L’homme est, sur la terre, un être de transition et, par conséquent, au cours de son évolution il a plusieurs natures successives, qui ont suivi une courbe ascendante, et continueront à la suivre jusqu’au moment où il touchera le seuil de la nature supramentale et se transformera en surhomme. Cette courbe est la spirale du développement mental.

Nous avons tendance à appeler « naturelle » toute manifestation spontanée qui n’est pas le résultat d’un choix ni d’une décision préconçue, c’est-à-dire sans intrusion de l’action mentale. C’est pourquoi, quand l’homme a une spontanéité vitale très peu mentalisée, il nous paraît plus « naturel » dans sa simplicité. Mais c’est un naturel qui ressemble beaucoup à celui de l’animal et qui est tout en bas de l’échelle évolutive humaine.
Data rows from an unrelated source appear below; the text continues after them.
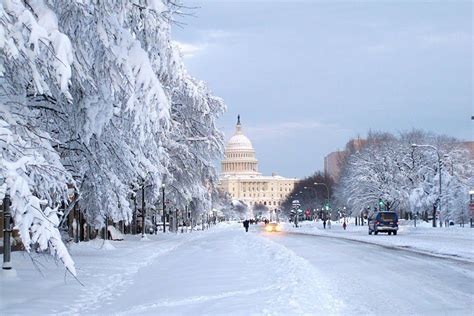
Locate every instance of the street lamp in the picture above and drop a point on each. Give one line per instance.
(327, 192)
(438, 204)
(164, 207)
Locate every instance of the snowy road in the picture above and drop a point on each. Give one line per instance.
(377, 280)
(227, 271)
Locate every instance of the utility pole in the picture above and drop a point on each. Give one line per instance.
(7, 231)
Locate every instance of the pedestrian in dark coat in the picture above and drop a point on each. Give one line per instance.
(246, 225)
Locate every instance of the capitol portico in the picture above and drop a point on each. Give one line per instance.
(241, 179)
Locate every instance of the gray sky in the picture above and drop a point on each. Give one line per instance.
(306, 76)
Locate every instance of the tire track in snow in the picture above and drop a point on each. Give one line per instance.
(301, 287)
(194, 300)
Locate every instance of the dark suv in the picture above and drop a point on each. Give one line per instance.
(386, 222)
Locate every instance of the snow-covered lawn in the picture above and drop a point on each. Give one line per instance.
(225, 271)
(452, 242)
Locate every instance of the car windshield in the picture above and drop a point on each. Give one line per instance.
(236, 157)
(388, 216)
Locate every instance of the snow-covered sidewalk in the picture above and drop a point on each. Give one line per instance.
(449, 242)
(220, 271)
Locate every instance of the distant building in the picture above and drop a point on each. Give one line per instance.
(241, 179)
(332, 164)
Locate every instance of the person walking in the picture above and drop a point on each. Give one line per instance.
(246, 225)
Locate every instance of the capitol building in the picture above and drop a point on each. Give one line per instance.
(242, 181)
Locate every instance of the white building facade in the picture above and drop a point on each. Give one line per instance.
(241, 179)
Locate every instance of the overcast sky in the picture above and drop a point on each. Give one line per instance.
(306, 76)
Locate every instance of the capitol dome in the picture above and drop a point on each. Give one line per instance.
(239, 141)
(239, 155)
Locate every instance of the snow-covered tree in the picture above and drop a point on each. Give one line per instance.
(95, 95)
(401, 176)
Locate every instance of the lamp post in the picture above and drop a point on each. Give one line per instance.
(438, 204)
(143, 209)
(327, 192)
(7, 231)
(164, 207)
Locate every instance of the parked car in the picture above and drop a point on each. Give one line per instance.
(272, 227)
(385, 222)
Il ne retrouvera cette spontanéité sans intrusion mentale que lorsqu’il aura atteint le stade supramental, c’est-à-dire dépassé le mental et émergé dans la Vérité supérieure.

Jusque-là, toutes ses manières d’être sont, naturellement, naturelles ! Mais avec le mental, l’évolution a été, on ne peut pas dire faussée mais déformée parce que, de par sa nature même, le mental était ouvert à la perversion et que presque dès le début il s’est perverti ou, pour être plus exact, il a été perverti par les forces âsouriques. Et c’est cet état de perversion qui nous donne l’impression de ne pas être naturel.

 
Quel serait l’état vraiment « naturel » pour l’homme ?
 

Pourquoi se pose-t-il des questions ? Mais parce que c’est le propre du mental !
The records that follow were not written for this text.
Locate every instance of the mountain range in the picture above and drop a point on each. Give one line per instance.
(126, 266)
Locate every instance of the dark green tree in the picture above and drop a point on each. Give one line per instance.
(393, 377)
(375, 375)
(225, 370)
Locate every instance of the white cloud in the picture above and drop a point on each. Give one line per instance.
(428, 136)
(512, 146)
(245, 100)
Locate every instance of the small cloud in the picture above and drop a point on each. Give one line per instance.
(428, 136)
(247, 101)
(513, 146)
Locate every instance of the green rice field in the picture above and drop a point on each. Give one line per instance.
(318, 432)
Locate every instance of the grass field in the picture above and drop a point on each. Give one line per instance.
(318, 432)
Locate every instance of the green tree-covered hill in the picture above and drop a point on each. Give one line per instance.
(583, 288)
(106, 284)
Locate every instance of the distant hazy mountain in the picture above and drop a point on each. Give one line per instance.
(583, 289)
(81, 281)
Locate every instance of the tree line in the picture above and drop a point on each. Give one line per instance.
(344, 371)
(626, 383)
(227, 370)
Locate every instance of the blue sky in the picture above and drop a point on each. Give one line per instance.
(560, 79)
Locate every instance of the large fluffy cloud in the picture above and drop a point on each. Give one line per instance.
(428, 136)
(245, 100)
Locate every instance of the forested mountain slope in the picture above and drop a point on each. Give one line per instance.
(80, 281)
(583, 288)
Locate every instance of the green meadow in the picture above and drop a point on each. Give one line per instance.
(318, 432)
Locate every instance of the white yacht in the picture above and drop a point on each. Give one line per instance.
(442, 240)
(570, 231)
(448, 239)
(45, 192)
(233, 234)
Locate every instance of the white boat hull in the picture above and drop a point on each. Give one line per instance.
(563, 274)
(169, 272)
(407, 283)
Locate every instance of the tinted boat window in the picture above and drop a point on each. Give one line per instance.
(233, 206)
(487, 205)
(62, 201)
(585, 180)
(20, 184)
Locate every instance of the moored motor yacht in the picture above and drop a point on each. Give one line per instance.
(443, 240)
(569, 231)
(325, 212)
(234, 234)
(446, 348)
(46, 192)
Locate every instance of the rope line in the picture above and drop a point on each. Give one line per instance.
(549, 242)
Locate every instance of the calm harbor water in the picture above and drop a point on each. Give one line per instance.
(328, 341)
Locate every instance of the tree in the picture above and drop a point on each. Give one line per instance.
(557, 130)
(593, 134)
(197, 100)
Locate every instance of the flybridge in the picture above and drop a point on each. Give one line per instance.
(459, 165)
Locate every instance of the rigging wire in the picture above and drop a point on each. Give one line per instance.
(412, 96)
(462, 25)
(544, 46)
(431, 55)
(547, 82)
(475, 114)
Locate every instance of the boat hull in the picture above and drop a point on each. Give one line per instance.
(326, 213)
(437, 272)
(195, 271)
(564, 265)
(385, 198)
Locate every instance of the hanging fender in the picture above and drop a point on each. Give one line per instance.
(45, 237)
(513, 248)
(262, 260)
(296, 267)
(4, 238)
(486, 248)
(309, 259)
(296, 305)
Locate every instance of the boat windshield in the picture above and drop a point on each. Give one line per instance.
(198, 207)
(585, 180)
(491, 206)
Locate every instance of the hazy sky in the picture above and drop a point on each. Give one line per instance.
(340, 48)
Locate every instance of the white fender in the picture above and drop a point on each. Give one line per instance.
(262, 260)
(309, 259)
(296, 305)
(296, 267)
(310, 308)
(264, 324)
Avec le mental a commencé l’individualisation et un sentiment de séparation très aigu, et aussi une sorte d’impression, plus ou moins précise, d’une liberté de choix — tout cela, tous ces états psychologiques sont la conséquence naturelle de la vie mentale et ouvrent la porte à tout ce que nous voyons maintenant, depuis les aberrations jusqu’aux principes les plus rigoureux. Il a l’impression de pouvoir choisir entre une chose et une autre, mais cette impression est la déformation d’un principe vrai qui ne serait totalement réalisable qu’avec l’apparition de l’âme ou de l’être psychique dans la conscience et si l’âme prenait en main le gouvernement de l’être ; alors la vie de l’homme serait vraiment l’expression de la Volonté suprême qui se traduirait individuellement, consciemment. Mais dans l’état humain normal, c’est un cas encore tout à fait exceptionnel et qui, pour la conscience humaine ordinaire, ne paraît pas du tout naturel
— cela paraît presque surnaturel !

L’homme se pose des questions parce que l’instrument mental est fait pour voir toutes les possibilités ; et la conséquence immédiate est la notion du Bien et du Mal, de ce qui est juste et de ce qui est faux, et toutes les misères qui s’ensuivent. On ne peut pas dire que ce soit une mauvaise chose ; c’est une étape intermédiaire — une étape pas très agréable, mais enfin… qui était certainement inévitable pour un développement complet du mental.